Suspected prostitutes? Did my mother have any idea?
I calmed myself down by thinking of counter-wedding blackmail possibilities and breathing deeply.
“Oh, I haven’t even invited you in!” Helen apologized in surprise, some minutes later. For a usually self-contained woman, Helen was acting very silly. But I liked it on her.
She ushered us into her living room, a room with bluish lights, neatly arranged bookshelves, and comfortable corduroy couches. The cinnamon smell of what might have been morning tea lingered in the air.
“Dot,” she said, once we were all seated. “How in the world did you ever find me?”
“We’re investigating Steve Summers’ death,” my aunt answered succinctly.
Helen’s strong features lost their animation, but her eyebrow still crooked ironically.

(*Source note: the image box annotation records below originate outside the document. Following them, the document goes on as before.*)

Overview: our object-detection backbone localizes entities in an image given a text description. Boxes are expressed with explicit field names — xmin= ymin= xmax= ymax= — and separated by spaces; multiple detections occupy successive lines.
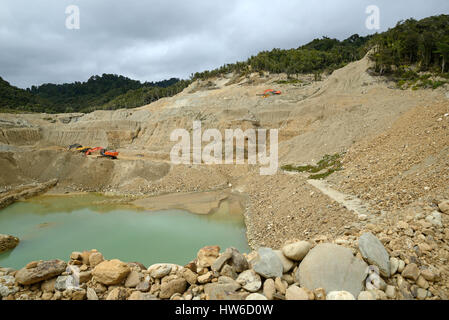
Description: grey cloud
xmin=0 ymin=0 xmax=449 ymax=87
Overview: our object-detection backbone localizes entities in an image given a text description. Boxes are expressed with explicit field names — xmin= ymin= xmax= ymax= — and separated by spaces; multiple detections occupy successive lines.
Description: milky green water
xmin=0 ymin=194 xmax=249 ymax=269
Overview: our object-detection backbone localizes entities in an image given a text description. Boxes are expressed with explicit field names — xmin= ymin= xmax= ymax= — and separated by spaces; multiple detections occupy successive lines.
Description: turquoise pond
xmin=0 ymin=194 xmax=249 ymax=269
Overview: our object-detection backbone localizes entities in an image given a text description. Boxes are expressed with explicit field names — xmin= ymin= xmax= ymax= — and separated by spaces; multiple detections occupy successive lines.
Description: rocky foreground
xmin=0 ymin=221 xmax=445 ymax=300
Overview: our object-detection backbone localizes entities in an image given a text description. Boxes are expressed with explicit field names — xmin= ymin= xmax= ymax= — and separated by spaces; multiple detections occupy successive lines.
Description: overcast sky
xmin=0 ymin=0 xmax=449 ymax=88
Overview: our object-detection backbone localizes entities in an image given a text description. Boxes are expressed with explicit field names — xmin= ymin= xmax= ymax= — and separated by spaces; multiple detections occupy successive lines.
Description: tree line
xmin=0 ymin=15 xmax=449 ymax=113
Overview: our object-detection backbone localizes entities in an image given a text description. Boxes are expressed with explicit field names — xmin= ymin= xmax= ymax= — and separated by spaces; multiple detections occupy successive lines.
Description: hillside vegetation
xmin=0 ymin=15 xmax=449 ymax=113
xmin=0 ymin=74 xmax=188 ymax=113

“Only you could come to Marin and get mixed up in murder, Dot,” she said.
Dorothy laughed. “It’s my niece’s influence,” she defended herself, head tilted to the side, hand over her heart, innocence personified. And then I wondered if anyone had mentioned to my Aunt Dorothy that I was known as the Typhoid Mary of Murder. My brother, Kevin, flashed into my mind. He might have told her if he could have held the thought long enough. Damn.
“Any ideas about Steve’s murder?” Wayne inquired.
Helen turned his way unsteadily. I didn’t think it was guilt that caused the lack of steadiness. I thought it was my aunt. I was feeling a bit like Jello myself.
“I don’t have a clue,” Helen said. “But Isaac acts as if he knows something. I’ve told him to share his idea with the police, or at least with me, but the old goat will not listen.”